The technology and knowledge are transferred from the research organizations to the industrial adopters, just before the process of commercial application of academic research. University spin-offs are a perfect tool for technology transfer. The university spin-off process is initiated inside the university which creates and facilitates the spin-off process, both formally and informally. However it is necessary to underline that university spin-offs find their parallel in the corporate entrepreneurship concept (Sharma, Chrisman, 1999). This feature follows the logic of Bjørnåli, Gulbrandsen (2009) who describe spin-off as a new business initiative within already existing company or organization, started by an employee or a relative small group.
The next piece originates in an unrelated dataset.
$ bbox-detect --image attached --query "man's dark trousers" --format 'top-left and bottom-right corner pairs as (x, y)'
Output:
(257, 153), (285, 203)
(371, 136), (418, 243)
They underline that spin-off company becomes independent with its own feasibility in terms of legal, technical and commercial structure, and refers to the separation from the parent unit to a new activity created for the commercial exploitation of resources.

The process of transformation is complex and sometimes possess challenges for both the spin-off project and the context which it operates; the clash of scientific and industrial culture often leads to difficulties and sometimes to failure of the new venture (Samsom, Gurdon, 1993). Vohora et al. (2004) claim that “without developing or accessing the capability to combine scientific knowledge with a commercially feasible offering that satisfies an unfulfilled market need, academic scientists would not be able to proceed towards commercializing their technologies” (p. 149). In reference to intellectual property university spin-offs are defined as “a company founded to exploit a piece of intellectual property created in an academic institution” (Shane, 2004, pp.25).

University spin-off companies are initiated by faculty, students, graduates and other staff who either leave university to start company, or create company while is still inside the university (Rappert et.al., 1999). The university spin-off ventures are established to exploit new research results, in which new information and new technology plays an important role; accelerate the process of commercialization of research, combine market mechanisms and resources of higher education and accelerate the implementation of innovative solutions (Ramusen, 2006).

University spin-off companies are a particular expression of academic entrepreneurship. They are the primary mechanism for knowledge and technology transfer within the research and development projects, and can be supported by government and private funds (Bercovitz, Feldmann, 2006).